A cool breeze whistled through the trees. I leaned over to make sure the blanket was still in place, tenting Bailey in her own warmth. The blanket was fine, but from this angle, reflected sunlight glinted at me from the street. I glanced over.
A parked car, black, vaguely familiar. Was it possible that was the same car Shelly and I had watched from her apartment windows, watching us back?
It had to be a coincidence. I hadn’t been close enough to that car, or even this one, to get the exact model. The shape looked similar, but it was common. And so was the color and dark, tinted windows.
What were the odds?
I walked faster than before.
It was silly, I knew, but my heart raced. My body was always betraying me.
Could it be Andrew? He shouldn’t even know where we were. And if he did, would he really watch instead of just approaching us? Then again, it hadn’t worked so well for him before. Maybe he was waiting for something. Or gathering evidence to use against me.
I sped up.
As I reached Colin’s street, I heard the low rumble of an engine. I glanced back as I rounded the corner and saw the car moving away. Good.
I wished I could laugh it off, but my breath was still coming too fast. I paused only at the bigger bumps, not wanting to jar Bailey out of sleep but still needing to get home now. Home, yes. I’d be safe there.
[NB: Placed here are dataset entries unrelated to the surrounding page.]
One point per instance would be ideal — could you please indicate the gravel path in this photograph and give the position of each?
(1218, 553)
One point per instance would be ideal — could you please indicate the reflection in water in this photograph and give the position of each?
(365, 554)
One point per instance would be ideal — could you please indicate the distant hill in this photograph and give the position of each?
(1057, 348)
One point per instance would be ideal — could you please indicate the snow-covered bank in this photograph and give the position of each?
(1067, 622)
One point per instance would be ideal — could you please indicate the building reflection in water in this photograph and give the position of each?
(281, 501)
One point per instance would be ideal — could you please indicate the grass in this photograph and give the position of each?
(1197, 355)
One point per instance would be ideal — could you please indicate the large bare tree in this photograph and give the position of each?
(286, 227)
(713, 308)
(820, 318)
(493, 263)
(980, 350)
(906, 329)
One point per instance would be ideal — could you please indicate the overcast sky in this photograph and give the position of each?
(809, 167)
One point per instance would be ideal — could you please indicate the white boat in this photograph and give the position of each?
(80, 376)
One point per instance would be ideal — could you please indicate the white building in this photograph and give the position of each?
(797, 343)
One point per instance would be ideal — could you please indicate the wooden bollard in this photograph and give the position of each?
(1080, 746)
Turning the stroller onto Colin’s driveway, I saw the same black sedan pull onto the street from the other side. It had circled the block in the opposite direction I’d gone. And arrived here. A handful of houses down from Colin’s house. Within viewing distance. Fuck.
No longer concerned for Bailey’s nap, I raced the stroller inside through the back door and slammed it shut. And locked it.
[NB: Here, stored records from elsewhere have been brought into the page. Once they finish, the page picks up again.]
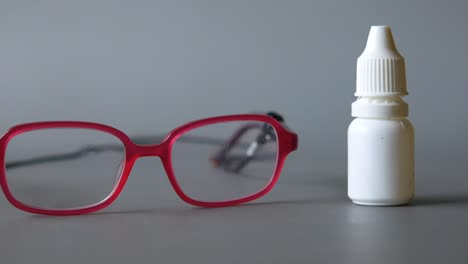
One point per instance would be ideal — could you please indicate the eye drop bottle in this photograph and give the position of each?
(380, 138)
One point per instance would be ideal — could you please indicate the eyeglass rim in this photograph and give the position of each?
(287, 142)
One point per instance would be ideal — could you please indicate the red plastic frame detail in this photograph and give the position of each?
(287, 142)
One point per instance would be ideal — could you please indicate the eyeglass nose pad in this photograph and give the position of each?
(118, 173)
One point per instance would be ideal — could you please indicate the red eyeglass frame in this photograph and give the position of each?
(286, 139)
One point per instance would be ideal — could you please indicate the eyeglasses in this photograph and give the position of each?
(70, 168)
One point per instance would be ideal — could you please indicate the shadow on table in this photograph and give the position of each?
(442, 199)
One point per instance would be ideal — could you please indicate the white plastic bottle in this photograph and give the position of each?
(380, 138)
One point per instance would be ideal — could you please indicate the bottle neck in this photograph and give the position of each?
(380, 107)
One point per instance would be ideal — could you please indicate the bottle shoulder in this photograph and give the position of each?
(370, 125)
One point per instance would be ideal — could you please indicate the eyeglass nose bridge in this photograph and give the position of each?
(156, 150)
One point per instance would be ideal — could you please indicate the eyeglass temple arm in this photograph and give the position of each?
(221, 158)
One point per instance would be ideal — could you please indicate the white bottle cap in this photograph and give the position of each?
(380, 68)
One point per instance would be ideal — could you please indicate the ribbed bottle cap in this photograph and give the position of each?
(380, 68)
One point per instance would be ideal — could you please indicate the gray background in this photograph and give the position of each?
(148, 66)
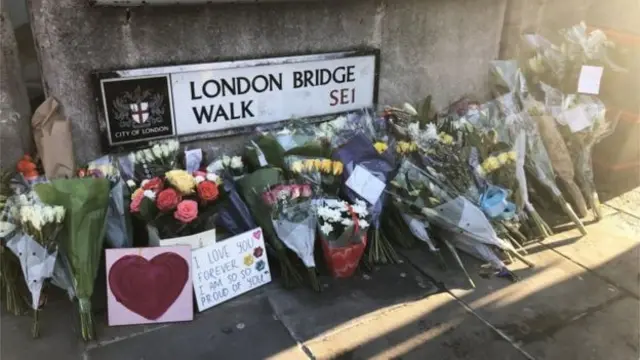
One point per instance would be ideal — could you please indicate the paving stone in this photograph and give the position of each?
(433, 328)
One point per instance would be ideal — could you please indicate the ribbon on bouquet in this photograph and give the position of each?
(494, 204)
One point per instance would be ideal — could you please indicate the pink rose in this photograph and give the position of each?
(186, 212)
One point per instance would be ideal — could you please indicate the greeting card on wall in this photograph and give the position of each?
(149, 285)
(229, 268)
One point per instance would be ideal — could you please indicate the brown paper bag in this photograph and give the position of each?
(52, 135)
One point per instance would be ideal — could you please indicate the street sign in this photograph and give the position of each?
(228, 97)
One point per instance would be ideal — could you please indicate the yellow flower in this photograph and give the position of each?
(503, 158)
(308, 165)
(380, 147)
(182, 181)
(326, 166)
(337, 168)
(136, 193)
(296, 166)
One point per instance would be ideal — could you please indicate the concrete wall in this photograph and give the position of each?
(427, 46)
(15, 113)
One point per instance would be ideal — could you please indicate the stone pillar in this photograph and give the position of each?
(15, 112)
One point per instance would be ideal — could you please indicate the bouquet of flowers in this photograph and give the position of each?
(343, 233)
(86, 202)
(119, 229)
(325, 174)
(294, 220)
(36, 246)
(152, 161)
(177, 203)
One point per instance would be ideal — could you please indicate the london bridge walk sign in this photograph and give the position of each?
(153, 103)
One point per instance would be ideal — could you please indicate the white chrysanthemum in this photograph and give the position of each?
(59, 213)
(150, 194)
(236, 162)
(326, 228)
(414, 130)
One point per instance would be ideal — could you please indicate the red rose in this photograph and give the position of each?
(156, 184)
(186, 212)
(168, 199)
(208, 191)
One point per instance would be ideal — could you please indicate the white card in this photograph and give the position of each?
(193, 158)
(576, 118)
(365, 184)
(589, 81)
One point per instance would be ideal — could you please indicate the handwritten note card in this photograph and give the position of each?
(589, 81)
(229, 268)
(365, 184)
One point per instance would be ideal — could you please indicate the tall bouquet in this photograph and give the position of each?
(36, 247)
(343, 233)
(294, 218)
(86, 202)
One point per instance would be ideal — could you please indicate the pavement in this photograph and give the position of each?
(580, 301)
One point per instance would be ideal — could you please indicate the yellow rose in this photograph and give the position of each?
(503, 158)
(296, 166)
(337, 168)
(326, 166)
(182, 181)
(308, 165)
(380, 147)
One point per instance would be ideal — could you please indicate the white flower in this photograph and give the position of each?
(215, 166)
(157, 152)
(326, 228)
(236, 162)
(414, 130)
(431, 132)
(150, 194)
(59, 213)
(410, 109)
(213, 177)
(6, 228)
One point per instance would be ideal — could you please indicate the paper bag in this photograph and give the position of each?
(52, 135)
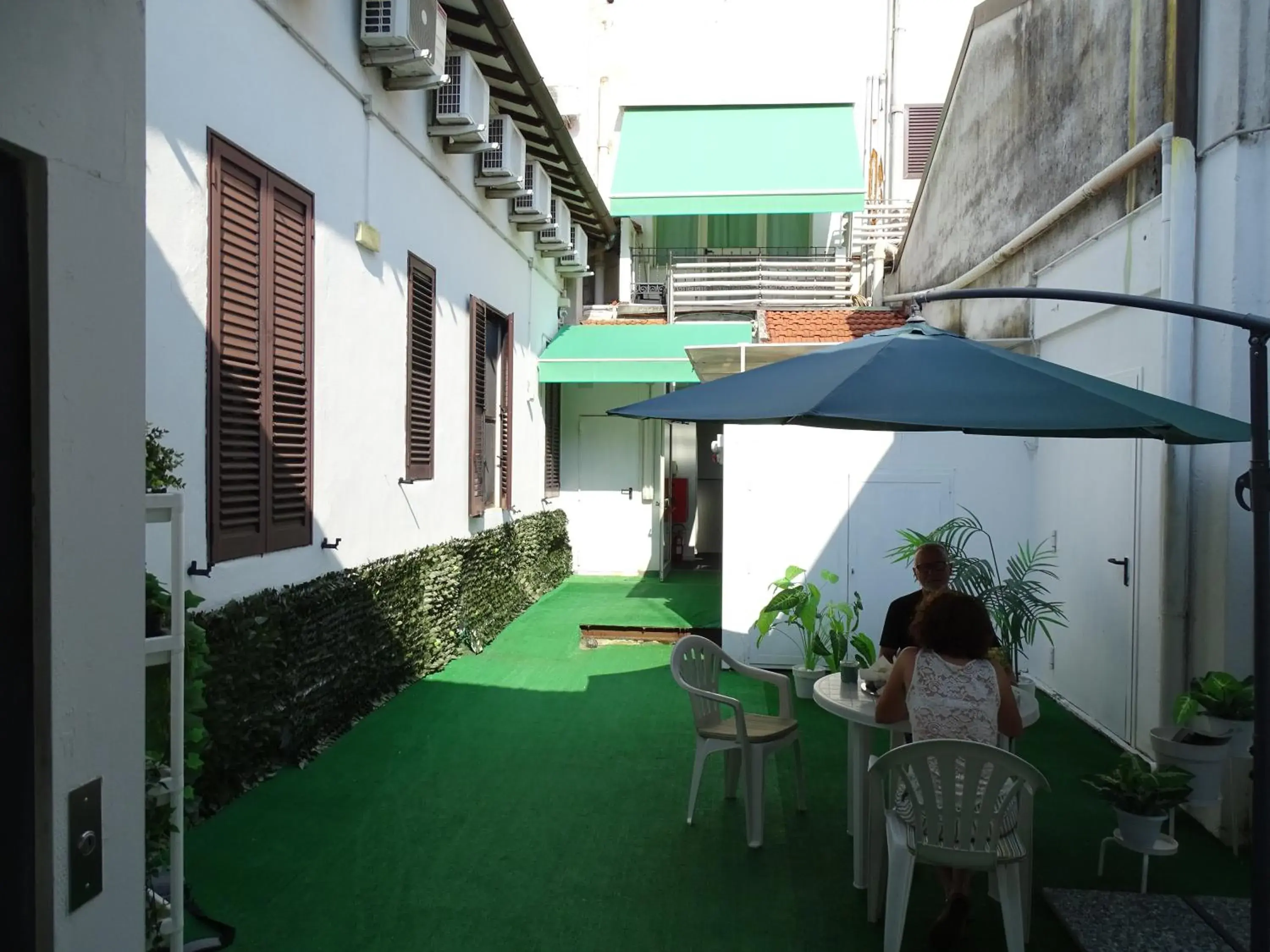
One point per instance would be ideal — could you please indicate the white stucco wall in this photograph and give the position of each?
(793, 493)
(83, 116)
(252, 83)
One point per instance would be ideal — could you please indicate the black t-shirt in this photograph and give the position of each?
(900, 617)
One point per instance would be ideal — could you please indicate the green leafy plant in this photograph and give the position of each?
(296, 667)
(1018, 598)
(1136, 789)
(162, 462)
(839, 633)
(1218, 695)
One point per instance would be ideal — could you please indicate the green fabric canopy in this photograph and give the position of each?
(737, 160)
(633, 353)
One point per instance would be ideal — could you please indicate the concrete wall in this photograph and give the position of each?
(252, 83)
(1013, 145)
(82, 118)
(820, 499)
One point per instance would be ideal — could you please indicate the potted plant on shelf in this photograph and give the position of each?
(1220, 705)
(797, 610)
(1142, 798)
(1018, 598)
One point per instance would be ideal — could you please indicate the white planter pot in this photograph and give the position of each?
(1239, 732)
(804, 681)
(1206, 761)
(1140, 833)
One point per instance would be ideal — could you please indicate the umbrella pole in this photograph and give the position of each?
(1259, 484)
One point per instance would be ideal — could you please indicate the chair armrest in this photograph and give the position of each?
(738, 713)
(780, 681)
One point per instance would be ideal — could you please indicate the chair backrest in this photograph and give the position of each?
(964, 796)
(695, 666)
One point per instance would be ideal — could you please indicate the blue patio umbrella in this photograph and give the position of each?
(917, 377)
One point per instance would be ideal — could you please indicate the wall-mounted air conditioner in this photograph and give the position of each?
(408, 37)
(574, 262)
(503, 167)
(460, 110)
(533, 210)
(557, 240)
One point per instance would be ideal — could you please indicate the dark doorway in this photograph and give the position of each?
(17, 574)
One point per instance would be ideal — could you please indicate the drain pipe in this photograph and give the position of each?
(1142, 153)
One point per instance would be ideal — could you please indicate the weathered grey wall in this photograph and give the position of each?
(1049, 93)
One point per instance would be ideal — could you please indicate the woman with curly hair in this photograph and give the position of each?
(949, 690)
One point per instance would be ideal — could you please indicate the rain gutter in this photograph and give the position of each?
(1142, 153)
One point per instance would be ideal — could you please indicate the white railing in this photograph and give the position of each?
(881, 223)
(769, 282)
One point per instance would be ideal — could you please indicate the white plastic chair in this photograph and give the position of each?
(747, 739)
(976, 823)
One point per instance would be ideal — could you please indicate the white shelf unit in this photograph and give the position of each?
(171, 650)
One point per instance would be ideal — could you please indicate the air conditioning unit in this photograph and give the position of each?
(557, 240)
(408, 37)
(502, 167)
(460, 110)
(533, 211)
(574, 262)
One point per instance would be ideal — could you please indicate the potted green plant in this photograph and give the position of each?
(797, 611)
(1220, 705)
(1018, 598)
(1142, 798)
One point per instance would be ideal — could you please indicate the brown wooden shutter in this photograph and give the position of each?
(506, 415)
(261, 365)
(552, 455)
(421, 381)
(477, 412)
(921, 124)
(237, 365)
(289, 296)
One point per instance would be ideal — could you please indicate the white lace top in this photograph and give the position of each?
(953, 702)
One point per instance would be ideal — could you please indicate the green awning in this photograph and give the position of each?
(737, 160)
(633, 353)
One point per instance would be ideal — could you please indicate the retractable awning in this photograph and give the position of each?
(737, 160)
(633, 353)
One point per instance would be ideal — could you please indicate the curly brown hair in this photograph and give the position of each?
(954, 624)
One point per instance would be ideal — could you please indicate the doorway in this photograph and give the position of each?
(18, 655)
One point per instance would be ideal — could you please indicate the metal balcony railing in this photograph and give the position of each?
(743, 278)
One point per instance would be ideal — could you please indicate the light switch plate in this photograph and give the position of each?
(84, 853)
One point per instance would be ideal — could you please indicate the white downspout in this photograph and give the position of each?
(1179, 210)
(1117, 171)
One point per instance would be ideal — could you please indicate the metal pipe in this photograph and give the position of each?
(1146, 150)
(1258, 482)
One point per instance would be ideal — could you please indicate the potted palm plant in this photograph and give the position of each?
(797, 611)
(1220, 705)
(1142, 798)
(1018, 598)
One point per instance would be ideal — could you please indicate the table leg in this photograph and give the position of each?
(858, 770)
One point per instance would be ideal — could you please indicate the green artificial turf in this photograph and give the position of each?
(534, 798)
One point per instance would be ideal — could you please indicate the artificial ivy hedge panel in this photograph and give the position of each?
(293, 668)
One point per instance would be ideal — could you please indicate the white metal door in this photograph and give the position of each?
(1091, 488)
(883, 506)
(611, 532)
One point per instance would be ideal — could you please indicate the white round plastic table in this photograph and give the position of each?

A quick glance; Bailey was still asleep. Normally I would push her into the dining room so she could finish her nap while I got dinner started, but the bay windows in the dining room didn’t have curtains. Neither did the cupboard window in the kitchen. None of the windows in this house did—goddamn bachelor pad—making me feel like a bug in a jar.
Who could they be?
Then I realized—cops.
Fucking cops. Of course. They knew about me and Bailey. They knew about Colin and Philip. And they wanted to know more. Stakeout seemed too strong a word, when the most dramatic thing that might happen on our walk was a poopy in Bailey’s diaper. Surveillance, though. That made sense. Learning our routines. Trying to get something on us. On Colin.
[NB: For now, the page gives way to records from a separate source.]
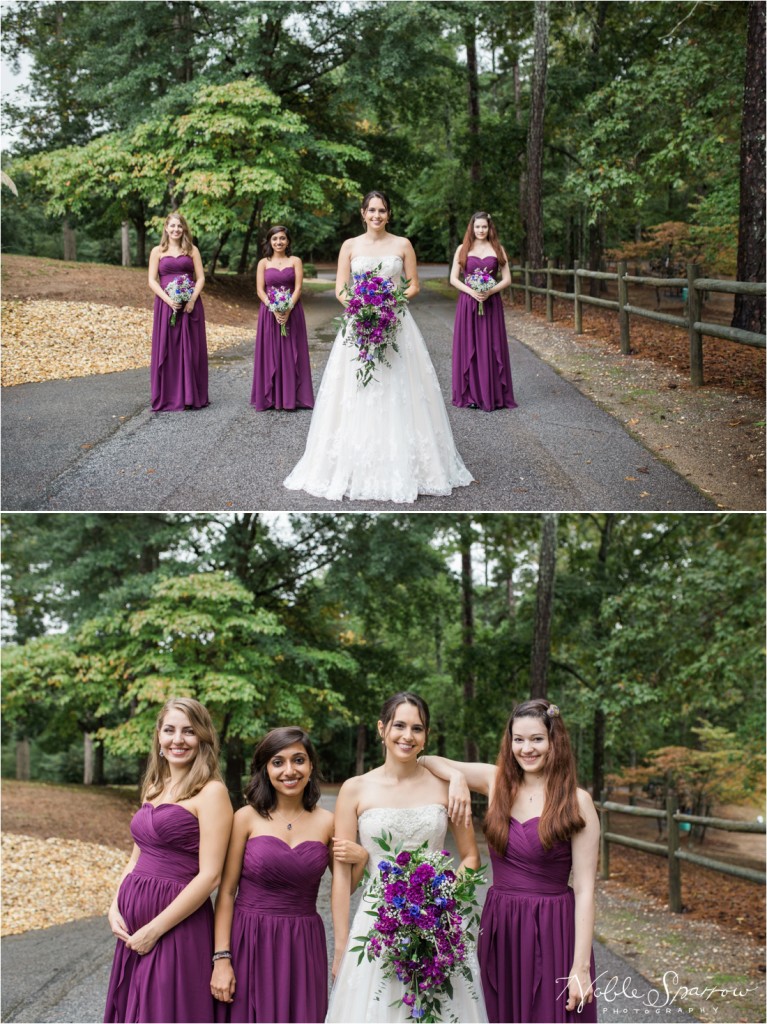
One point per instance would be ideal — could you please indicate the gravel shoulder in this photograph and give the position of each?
(712, 436)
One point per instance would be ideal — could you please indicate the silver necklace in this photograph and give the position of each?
(290, 824)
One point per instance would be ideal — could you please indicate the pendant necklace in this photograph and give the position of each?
(290, 824)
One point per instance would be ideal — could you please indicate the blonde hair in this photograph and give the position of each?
(186, 242)
(205, 766)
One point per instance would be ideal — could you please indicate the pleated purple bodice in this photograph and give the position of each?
(278, 880)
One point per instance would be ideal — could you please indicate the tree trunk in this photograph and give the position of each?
(536, 135)
(254, 220)
(23, 760)
(236, 769)
(470, 38)
(359, 749)
(544, 606)
(70, 242)
(87, 759)
(467, 631)
(217, 252)
(749, 313)
(125, 243)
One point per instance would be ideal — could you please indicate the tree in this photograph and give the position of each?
(544, 606)
(749, 313)
(534, 227)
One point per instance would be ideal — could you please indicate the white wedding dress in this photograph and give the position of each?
(390, 440)
(360, 992)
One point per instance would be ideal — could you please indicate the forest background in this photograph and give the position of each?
(646, 630)
(586, 127)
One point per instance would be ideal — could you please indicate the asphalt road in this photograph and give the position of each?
(92, 442)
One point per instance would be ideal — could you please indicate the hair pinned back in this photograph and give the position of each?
(561, 815)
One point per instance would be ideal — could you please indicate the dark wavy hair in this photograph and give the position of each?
(390, 706)
(468, 241)
(274, 229)
(384, 199)
(259, 792)
(561, 815)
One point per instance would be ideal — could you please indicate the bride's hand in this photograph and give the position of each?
(347, 852)
(459, 800)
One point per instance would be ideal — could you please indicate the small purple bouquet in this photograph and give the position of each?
(371, 320)
(281, 300)
(480, 281)
(179, 290)
(422, 933)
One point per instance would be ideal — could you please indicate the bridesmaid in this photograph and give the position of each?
(162, 913)
(282, 376)
(179, 351)
(536, 940)
(481, 372)
(270, 962)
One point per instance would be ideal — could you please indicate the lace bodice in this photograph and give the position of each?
(409, 825)
(391, 266)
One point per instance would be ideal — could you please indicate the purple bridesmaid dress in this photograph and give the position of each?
(282, 376)
(527, 933)
(279, 952)
(171, 983)
(481, 372)
(179, 353)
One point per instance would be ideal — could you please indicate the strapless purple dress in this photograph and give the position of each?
(179, 353)
(171, 983)
(481, 371)
(279, 952)
(282, 375)
(527, 933)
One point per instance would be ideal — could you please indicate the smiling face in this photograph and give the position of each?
(174, 227)
(375, 214)
(290, 770)
(178, 741)
(529, 742)
(405, 736)
(481, 227)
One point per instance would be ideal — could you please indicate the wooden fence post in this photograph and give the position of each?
(623, 313)
(577, 294)
(694, 305)
(675, 865)
(604, 847)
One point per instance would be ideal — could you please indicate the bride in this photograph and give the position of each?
(402, 798)
(390, 440)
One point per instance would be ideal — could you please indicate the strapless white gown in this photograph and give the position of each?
(389, 441)
(360, 992)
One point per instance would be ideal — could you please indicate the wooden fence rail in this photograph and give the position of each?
(671, 848)
(691, 322)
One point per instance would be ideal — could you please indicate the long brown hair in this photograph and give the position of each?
(186, 242)
(204, 767)
(468, 241)
(561, 815)
(259, 792)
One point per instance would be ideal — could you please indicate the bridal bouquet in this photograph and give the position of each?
(422, 933)
(281, 300)
(179, 290)
(480, 281)
(371, 320)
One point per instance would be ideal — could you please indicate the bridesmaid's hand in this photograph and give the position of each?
(336, 964)
(143, 941)
(117, 924)
(348, 852)
(459, 800)
(222, 982)
(580, 990)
Protectiveness was a welcome feeling, anger even more so, but it didn’t distract from my discomfiture in this house. An hour ago it had been home. Now it was a goddamn evidence storage facility. What secrets did he hide here? Besides me and Bailey, that was.
I had to get out of here. I packed a still-sleeping Bailey into her car seat and drove to the grocery store. I’d put this trip off for a couple of days now, making meals that taxed my creativity with whatever I’d found in the pantry because I had eighteen dollars in my bank account. The credit card Colin had given me only two days after I moved in, all officially printed with my name, had rested unused in my purse. This day had loomed, of course, ever since I’d traded in my apartment and my job for this security. The day when I’d surrendered Bailey and myself completely to Colin’s care. Now it was here, when that very security was suspect.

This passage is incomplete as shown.